Monday, March 10, 2008

Ben Stein Surprise

No, it's not a recipe for some kind of Hollywood quiz-show food.

...The problem, and it’s a killer, is that over the years we have obligated ourselves as a nation to spend truly staggering sums. These sums are growing rapidly. They consist mostly of entitlements, like Social Security and Medicare; fixed obligations like interest on the national debt, pensions for federal and military employees and various subsidies that have already been enacted; and morally mandatory expenses like those for national security.

All politicians campaign on the promise to cut federal spending by identifying hitherto unfound waste, fraud and corruption. None of them ever do so in a meaningful way. Total federal spending has not once fallen noticeably since 1954, no matter the party or the promises of the incoming chief executive.

Unhhnnn-huh.

That is the first thing you need to know.

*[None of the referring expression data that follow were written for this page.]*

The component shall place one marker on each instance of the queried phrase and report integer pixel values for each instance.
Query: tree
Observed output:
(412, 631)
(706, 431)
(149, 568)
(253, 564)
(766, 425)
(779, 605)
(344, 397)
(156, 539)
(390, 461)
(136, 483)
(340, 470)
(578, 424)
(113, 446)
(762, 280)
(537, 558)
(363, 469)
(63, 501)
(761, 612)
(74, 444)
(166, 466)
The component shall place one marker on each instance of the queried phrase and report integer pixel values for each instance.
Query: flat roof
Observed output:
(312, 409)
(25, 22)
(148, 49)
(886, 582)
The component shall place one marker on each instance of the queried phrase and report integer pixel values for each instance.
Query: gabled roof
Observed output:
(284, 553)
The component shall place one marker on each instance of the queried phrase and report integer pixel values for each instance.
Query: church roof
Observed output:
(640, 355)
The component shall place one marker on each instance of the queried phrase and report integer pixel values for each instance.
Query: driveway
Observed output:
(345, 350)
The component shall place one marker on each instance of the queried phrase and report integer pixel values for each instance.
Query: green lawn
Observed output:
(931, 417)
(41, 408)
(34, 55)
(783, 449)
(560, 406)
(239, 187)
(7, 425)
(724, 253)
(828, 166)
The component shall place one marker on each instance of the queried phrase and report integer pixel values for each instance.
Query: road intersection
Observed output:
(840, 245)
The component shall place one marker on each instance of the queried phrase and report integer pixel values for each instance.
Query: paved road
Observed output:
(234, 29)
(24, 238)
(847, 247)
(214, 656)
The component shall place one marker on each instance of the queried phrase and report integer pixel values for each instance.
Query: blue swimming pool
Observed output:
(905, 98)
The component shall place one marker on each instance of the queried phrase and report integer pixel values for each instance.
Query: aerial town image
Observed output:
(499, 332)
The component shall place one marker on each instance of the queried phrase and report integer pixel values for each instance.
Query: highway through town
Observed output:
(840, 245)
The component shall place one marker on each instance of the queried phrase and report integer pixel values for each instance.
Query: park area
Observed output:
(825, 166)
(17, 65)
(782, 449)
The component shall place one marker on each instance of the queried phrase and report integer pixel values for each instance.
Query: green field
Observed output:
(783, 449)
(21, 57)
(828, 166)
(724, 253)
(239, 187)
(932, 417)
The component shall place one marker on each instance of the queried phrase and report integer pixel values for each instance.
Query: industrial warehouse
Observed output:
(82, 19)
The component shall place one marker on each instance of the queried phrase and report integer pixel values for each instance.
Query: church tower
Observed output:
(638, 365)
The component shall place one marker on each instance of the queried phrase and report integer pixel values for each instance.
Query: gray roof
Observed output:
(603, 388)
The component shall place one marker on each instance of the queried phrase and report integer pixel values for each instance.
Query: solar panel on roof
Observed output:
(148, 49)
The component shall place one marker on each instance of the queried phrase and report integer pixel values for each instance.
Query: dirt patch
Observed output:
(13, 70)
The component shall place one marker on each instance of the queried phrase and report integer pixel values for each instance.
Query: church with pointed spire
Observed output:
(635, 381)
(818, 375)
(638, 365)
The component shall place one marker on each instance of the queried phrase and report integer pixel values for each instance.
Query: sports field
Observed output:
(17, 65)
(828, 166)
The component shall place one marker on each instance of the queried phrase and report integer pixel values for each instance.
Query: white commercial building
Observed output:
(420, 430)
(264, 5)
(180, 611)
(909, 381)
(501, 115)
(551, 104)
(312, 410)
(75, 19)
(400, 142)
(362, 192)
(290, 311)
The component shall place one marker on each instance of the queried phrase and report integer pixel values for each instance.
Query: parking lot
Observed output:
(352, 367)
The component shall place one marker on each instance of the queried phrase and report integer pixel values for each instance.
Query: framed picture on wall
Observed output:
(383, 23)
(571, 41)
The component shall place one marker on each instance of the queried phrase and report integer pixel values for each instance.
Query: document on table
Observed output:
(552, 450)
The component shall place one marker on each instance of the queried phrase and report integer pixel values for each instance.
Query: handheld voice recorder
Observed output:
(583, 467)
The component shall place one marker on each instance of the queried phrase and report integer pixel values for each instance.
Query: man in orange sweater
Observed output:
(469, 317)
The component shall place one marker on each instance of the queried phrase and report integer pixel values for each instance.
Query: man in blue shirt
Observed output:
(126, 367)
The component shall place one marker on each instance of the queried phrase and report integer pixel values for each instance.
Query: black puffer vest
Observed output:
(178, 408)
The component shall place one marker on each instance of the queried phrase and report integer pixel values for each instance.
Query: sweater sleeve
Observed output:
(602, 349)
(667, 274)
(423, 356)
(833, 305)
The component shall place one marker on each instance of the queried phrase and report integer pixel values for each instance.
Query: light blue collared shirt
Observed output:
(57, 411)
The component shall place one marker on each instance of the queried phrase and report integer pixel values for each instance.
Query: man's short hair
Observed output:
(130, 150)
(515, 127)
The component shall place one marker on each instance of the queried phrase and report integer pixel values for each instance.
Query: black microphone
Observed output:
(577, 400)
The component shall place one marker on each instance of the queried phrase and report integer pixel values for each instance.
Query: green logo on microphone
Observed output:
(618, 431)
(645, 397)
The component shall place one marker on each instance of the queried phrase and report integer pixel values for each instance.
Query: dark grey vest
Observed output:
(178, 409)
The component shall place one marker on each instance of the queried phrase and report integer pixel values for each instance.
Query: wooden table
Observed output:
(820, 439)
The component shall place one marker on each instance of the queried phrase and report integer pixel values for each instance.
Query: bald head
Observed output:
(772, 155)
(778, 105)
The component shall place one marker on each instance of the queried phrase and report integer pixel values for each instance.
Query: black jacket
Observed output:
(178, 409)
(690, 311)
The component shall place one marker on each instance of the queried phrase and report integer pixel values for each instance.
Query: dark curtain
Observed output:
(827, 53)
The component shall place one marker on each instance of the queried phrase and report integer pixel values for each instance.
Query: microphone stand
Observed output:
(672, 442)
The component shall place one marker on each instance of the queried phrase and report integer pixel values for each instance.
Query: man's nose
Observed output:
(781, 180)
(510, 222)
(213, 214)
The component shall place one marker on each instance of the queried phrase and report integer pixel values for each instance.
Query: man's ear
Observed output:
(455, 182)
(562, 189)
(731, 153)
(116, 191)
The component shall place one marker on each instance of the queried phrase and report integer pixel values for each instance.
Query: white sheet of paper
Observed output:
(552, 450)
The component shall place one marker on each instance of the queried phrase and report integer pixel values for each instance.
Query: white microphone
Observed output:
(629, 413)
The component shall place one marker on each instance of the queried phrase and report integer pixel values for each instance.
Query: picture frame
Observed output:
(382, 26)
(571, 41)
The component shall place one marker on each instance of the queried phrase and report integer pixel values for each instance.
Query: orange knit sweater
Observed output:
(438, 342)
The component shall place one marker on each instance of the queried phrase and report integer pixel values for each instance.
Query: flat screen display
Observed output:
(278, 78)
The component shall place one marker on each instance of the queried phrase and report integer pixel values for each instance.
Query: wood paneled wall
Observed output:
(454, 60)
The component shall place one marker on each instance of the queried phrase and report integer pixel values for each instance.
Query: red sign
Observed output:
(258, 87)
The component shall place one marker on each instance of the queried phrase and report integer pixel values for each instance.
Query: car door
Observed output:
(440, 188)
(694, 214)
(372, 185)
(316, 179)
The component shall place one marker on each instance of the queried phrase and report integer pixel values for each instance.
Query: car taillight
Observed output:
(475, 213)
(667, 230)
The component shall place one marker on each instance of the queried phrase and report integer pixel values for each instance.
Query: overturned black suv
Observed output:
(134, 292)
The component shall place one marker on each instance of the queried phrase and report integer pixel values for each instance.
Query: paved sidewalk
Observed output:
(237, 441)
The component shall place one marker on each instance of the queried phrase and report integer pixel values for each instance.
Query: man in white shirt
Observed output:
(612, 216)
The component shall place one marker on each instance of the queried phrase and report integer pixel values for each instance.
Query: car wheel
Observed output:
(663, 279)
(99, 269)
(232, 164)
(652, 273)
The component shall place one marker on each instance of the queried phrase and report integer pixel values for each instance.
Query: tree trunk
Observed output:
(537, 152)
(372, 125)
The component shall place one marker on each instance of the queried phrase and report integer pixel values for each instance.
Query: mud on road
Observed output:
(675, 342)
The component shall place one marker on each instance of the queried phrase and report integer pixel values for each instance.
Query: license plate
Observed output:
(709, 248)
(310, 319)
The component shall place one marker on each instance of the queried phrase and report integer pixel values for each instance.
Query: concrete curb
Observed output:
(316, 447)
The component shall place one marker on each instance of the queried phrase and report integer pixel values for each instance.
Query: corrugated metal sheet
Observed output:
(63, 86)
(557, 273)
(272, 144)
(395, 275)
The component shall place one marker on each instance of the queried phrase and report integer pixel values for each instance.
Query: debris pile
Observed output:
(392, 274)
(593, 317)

The next thing is that the Republican Party (my party and yours) has for the last 30 years or so been operating under a demonstrably false and misleading premise: that tax cuts pay for themselves by generating so much economic growth that they replace the sums lost by tax cutting.

This would be a lovely thing if true, and the best of all ideas, the “something for nothing” idea. In fact, tax cuts lower federal revenue and generate federal deficits. It is also true that they do stimulate the economy and after a long period of years, federal tax receipts go back to where they were before the tax cuts.

IOW, the Laffer Curve should have a longer "Y" axis. Longer by a lot.

And Stein then puts it in terms that some people can actually understand:

But basically, they shift the tax burden from us to our progeny and add immense amounts of interest expense to the federal budget. At this point, taxpayers shell out about $1 billion a day just for that item.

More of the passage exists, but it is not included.